毎年異常気象だというニュースが流れ、そのときだけは温暖化について考えるのですが、時間がたてばコロッと忘れるのが人間というものです。
オーストラリアの科学者たちは、そんな忘れっぽい私たちのために2050年の気温についての衝撃的な事実を発表しています。
それによると2050年のオーストラリアには冬が存在していません。
2050年、消えた冬は“新しい夏”になる
オーストラリア国立大学のアート&デザイン学部の学者たちは、同じ大学の気候変動研究所の同僚たちと共同で、過去の気候データから予測した2050年のオーストラリアの気候マップを作成しました。
これはオーストラリア各地の都市が2050年に観測するであろう温度を記したもので、その結果からほとんどの都市の気温が40度を下回らないことがわかりました。
研究チームの一人Geoff Hinchliffe氏は、気候変動が地球上の生命を劇的に変化させるかもしれないと述べます。
30年後のオーストラリアには冬が存在していないかもしれません。
チームは冬のない季節のことを「新しい夏」と呼んでいます。
このマップを作った背景には、気候変動がもたらす影響について人々の関心が薄れていることがあります。
Hinchliffe氏は視覚的に豊かで面白くすることで、人々が自分たちの住んでいる町について多くの情報を得ることができると考えています。
2050年のシドニーは現在よりも3.4度気温が高い Image:ACF
研究チームはマップを作成する過程で、将来の気温変化が従来の4シーズン(春夏秋冬)のパターンを逸脱していることを発見しました。
私たちは各季節の過去の平均気温を調べそれらを予測されたデータと比較しました。そこでわかったのは冬の期間が全くないということでした。
研究チームは2050年のオーストラリアの季節が、春、夏、秋、そして(冬ではなく)「新しい夏」の4つになるだろうと確信しています。
「新しい夏」の気温は40度を超えると予測されています。
これは通常の夏の気温がさらに高くなることも表しています。
30年後のこととなるとなかなか想像できませんが、今回のような視覚的なツールを使うことでその重大さが理解されるようになるかもしれません。
研究チームのMitchell Whitelaw准教授は、データを視覚化したこの研究は人々に革新的な伝達方法をもたらし、実際に未来の気候変動を“見る”ことで感情に働きかけることができると述べています。
今年の2月にはアメリカでも同様の研究が行われていて、それによると2080年のワシントンDCは、現在のミシシッピ州の気候に似たものになると予測しています。

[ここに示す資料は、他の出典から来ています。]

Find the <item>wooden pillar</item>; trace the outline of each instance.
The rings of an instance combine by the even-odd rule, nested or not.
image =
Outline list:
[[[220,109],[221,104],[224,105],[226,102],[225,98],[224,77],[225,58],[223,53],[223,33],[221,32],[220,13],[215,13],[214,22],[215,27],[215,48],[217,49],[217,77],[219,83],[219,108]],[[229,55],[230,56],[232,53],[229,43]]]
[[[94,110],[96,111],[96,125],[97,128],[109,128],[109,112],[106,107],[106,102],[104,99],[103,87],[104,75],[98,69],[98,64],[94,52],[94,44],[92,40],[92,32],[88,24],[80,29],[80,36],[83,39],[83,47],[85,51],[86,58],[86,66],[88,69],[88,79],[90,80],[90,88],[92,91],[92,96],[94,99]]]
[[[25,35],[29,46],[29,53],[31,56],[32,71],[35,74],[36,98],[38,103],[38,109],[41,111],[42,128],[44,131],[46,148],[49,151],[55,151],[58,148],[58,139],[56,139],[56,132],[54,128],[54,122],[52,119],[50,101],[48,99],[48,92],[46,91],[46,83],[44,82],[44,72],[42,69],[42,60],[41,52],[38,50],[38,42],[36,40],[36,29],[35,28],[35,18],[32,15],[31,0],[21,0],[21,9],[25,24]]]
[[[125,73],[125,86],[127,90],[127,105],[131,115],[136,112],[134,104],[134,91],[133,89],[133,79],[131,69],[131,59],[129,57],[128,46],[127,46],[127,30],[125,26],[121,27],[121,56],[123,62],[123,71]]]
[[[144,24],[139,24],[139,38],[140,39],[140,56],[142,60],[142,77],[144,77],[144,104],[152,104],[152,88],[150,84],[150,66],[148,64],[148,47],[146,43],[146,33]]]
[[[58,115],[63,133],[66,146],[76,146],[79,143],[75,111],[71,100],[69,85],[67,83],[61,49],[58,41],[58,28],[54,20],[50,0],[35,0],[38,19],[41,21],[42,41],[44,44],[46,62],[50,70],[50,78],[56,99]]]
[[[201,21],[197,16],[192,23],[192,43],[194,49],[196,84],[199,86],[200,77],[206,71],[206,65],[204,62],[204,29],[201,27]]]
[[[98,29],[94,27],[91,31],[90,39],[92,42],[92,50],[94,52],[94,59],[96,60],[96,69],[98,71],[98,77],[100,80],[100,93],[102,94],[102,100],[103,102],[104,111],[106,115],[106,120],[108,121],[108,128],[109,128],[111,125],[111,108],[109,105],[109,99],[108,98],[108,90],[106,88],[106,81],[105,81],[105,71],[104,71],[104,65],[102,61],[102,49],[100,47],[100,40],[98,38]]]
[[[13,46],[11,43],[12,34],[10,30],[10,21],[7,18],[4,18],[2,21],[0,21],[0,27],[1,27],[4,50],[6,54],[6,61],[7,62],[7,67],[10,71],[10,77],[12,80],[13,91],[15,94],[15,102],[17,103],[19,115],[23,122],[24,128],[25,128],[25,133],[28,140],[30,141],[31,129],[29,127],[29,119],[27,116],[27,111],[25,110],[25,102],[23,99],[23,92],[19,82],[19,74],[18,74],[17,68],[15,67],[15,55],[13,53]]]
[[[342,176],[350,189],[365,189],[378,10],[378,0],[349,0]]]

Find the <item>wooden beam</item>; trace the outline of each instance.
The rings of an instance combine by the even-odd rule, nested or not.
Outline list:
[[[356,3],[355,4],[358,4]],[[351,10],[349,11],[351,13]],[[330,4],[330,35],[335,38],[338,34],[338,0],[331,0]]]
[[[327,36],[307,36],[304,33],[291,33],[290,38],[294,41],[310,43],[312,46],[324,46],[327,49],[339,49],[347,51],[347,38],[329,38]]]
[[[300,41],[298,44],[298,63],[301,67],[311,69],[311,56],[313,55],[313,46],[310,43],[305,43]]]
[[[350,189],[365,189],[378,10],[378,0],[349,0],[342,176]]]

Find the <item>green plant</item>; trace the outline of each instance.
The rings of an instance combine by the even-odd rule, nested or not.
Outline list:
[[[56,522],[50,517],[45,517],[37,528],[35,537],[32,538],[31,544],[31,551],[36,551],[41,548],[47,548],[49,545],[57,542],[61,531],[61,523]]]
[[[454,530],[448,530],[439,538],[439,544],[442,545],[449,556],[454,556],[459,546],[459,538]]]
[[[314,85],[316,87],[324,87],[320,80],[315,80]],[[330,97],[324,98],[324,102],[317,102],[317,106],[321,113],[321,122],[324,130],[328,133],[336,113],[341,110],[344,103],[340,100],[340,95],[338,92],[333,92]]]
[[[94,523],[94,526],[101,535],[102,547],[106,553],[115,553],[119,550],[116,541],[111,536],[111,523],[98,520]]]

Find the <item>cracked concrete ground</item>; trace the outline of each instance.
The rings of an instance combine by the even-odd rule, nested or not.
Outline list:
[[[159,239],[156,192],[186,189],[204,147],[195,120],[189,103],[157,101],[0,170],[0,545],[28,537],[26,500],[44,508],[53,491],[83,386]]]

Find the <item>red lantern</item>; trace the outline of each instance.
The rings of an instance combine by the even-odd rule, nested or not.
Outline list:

(ミシシッピ州の平均気温が9~35度、ワシントンDCの平均気温が0度以下~30度なので、5度以上の気温の上昇になります)
未来のこととなるとどうしても後回しになりがちですが、言葉ではなく視覚に訴える方法は、気候変動についての人々の興味と関心を取り戻すきっかけになるかもしれません。
遠い未来のことだからと見ないふりをするのではなく、“今だからできること”に少しでも関心を向けるようにしたいものです。